S. 2159, a bill to repeal the Act entitled “An Act to confer jurisdiction on the State of North Dakota over offenses committed by or against Indians on the Devils Lake Indian Reservation”
Cost Estimate
As ordered reported by the Senate Committee on Indian Affairs on July 24, 2019
S. 2159 would repeal a law enacted in 1946 that gave the state of North Dakota jurisdiction over crimes committed by or against Indians on the Devils Lake Indian Reservation. Under current law, the Bureau of Indian Affairs (BIA) provides assistance to the tribe for law enforcement and detention services. Because enacting S. 2159 would not affect the amount of assistance the tribe is receiving from BIA, CBO estimates that implementing S. 2159 would have no cost to the federal government.
The bill also would prohibit the state of North Dakota from exercising jurisdiction over crimes committed by or against Indians on the Devil’s Lake Indian Reservation.

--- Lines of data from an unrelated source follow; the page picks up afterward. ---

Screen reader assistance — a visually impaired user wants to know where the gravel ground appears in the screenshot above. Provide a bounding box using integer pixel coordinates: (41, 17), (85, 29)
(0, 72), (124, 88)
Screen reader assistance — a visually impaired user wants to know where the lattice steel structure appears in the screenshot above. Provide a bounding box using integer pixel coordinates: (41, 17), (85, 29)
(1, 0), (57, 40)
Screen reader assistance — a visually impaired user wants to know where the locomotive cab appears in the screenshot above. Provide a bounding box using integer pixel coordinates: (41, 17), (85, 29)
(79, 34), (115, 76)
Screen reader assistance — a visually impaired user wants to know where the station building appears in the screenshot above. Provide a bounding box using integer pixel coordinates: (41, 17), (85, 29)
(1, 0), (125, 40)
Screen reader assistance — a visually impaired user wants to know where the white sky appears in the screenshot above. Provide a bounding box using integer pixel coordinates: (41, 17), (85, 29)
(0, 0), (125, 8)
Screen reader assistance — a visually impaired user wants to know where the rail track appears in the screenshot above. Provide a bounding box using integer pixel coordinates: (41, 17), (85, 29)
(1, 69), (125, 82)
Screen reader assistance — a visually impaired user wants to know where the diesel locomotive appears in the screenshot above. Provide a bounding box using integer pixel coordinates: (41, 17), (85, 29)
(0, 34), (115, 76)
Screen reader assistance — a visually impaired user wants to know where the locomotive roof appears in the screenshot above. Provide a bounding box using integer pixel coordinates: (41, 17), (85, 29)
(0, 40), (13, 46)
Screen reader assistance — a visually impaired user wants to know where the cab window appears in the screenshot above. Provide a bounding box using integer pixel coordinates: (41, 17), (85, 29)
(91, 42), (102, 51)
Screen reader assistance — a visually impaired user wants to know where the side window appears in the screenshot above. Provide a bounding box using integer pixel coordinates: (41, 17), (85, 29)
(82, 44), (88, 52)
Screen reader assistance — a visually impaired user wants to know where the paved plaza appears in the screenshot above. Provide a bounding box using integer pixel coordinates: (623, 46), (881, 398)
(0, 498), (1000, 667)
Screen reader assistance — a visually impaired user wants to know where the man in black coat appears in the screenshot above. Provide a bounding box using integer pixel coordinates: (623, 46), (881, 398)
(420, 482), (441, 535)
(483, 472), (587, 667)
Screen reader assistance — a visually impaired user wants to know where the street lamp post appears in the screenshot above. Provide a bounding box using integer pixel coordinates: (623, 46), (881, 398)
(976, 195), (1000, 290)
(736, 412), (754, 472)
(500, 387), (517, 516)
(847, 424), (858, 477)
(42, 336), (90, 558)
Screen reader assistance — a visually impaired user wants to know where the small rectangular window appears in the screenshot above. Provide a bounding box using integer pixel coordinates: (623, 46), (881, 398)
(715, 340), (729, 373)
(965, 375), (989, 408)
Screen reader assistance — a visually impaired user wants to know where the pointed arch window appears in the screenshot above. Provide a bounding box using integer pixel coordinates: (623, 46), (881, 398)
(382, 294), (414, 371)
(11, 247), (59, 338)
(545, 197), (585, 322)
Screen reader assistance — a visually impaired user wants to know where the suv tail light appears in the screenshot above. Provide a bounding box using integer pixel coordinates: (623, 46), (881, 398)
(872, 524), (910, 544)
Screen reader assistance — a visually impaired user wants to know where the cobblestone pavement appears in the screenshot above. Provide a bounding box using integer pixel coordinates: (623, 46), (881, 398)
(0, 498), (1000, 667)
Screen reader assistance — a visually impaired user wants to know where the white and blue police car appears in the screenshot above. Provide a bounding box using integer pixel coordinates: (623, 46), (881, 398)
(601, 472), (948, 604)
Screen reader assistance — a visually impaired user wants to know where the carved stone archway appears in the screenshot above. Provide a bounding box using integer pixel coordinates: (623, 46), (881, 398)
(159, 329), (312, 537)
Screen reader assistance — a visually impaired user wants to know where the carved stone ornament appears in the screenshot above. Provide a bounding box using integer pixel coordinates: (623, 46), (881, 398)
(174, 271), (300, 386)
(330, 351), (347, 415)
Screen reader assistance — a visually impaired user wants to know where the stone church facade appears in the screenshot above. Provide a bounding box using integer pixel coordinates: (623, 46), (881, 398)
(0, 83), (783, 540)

That prohibition would be a mandate as defined in the Unfunded Mandates Reform Act (UMRA). CBO estimates that the cost of the mandate, in the form of forgone monetary penalties, would be minimal and would not exceed the threshold established in UMRA ($82 million in 2019, adjusted annually for inflation).
S. 2159 contains no private-sector mandates as defined in UMRA.